Murthy Grandhi, Company Profiles Analyst at GlobalData, comments: “The European banks withstood the meltdown in banking stocks fairly better following the news of the liquidation of Silvergate Bank on 8 March 2023, sanctions on Silicon Valley Bank (SVB) on 10 March 2023, and the closure of Signature Bank on 12 March 2023”
It is the US banks, which suffered major setback, with share prices tumbling in the first four weeks of March.

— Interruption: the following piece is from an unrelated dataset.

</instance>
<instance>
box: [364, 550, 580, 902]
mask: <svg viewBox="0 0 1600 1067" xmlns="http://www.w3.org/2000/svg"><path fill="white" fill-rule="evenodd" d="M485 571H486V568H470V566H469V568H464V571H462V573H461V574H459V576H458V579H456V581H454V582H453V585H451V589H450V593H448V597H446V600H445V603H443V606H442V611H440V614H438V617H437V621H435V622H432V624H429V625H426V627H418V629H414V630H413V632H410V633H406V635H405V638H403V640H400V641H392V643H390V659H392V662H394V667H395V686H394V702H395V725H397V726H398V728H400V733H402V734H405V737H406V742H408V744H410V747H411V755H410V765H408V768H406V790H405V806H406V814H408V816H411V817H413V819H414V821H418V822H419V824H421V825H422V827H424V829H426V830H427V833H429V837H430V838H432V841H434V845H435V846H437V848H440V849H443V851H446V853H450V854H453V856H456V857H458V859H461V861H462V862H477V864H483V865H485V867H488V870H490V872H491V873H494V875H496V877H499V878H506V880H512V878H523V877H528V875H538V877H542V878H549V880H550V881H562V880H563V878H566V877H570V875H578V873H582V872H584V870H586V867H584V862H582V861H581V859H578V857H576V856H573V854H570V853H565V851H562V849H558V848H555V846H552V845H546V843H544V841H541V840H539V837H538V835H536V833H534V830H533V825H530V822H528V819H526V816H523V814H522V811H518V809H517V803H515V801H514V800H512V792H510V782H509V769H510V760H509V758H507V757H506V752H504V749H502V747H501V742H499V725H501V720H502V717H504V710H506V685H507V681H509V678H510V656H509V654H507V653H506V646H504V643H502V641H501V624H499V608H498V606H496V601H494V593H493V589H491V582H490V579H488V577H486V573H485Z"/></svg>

Out of top 20 banking stocks that lost their market value, 18 banks were from the US. The stock of First Republic Bank has dropped nearly 90% over the four weeks of March because of the bank accounting for large amounts of uninsured deposits exceeding the $250,000 FDIC limit, and subsequent high-volume withdrawals.
To allay the fears of investors about liquidity concerns, a group of 11 US banks agreed to deposit $30 billion in the bank for a minimum of 120 days.
Credit Suisse lost nearly 72% of its market value after the news that Saudi National Bank, the bank's major shareholder, was unwilling to invest more due to regulatory rules. This ultimately resulted in its announced merger with UBS AG.
Due to the extensive media coverage of the regional banking crisis, PacWest Bancorp’s market value declined by 66%. To strengthen liquidity, PacWest borrowed $10.5 billion from the discount window of the Federal Reserve, $3.5 billion from the Federal Home Loan Bank, and $2.1 billion from the Bank Term Funding Program that the Federal Reserve established in response to the collapse of Signature Bank and SVB.
Grandhi concludes: “Investors will witness a few more potential banking contagions because of the current dominance of emotion and sentiment in the banking sector. Deutsche Bank is in the spotlight due to spill over concerns, which led to a 200 bps increase in credit default swaps, the highest level since 2019.”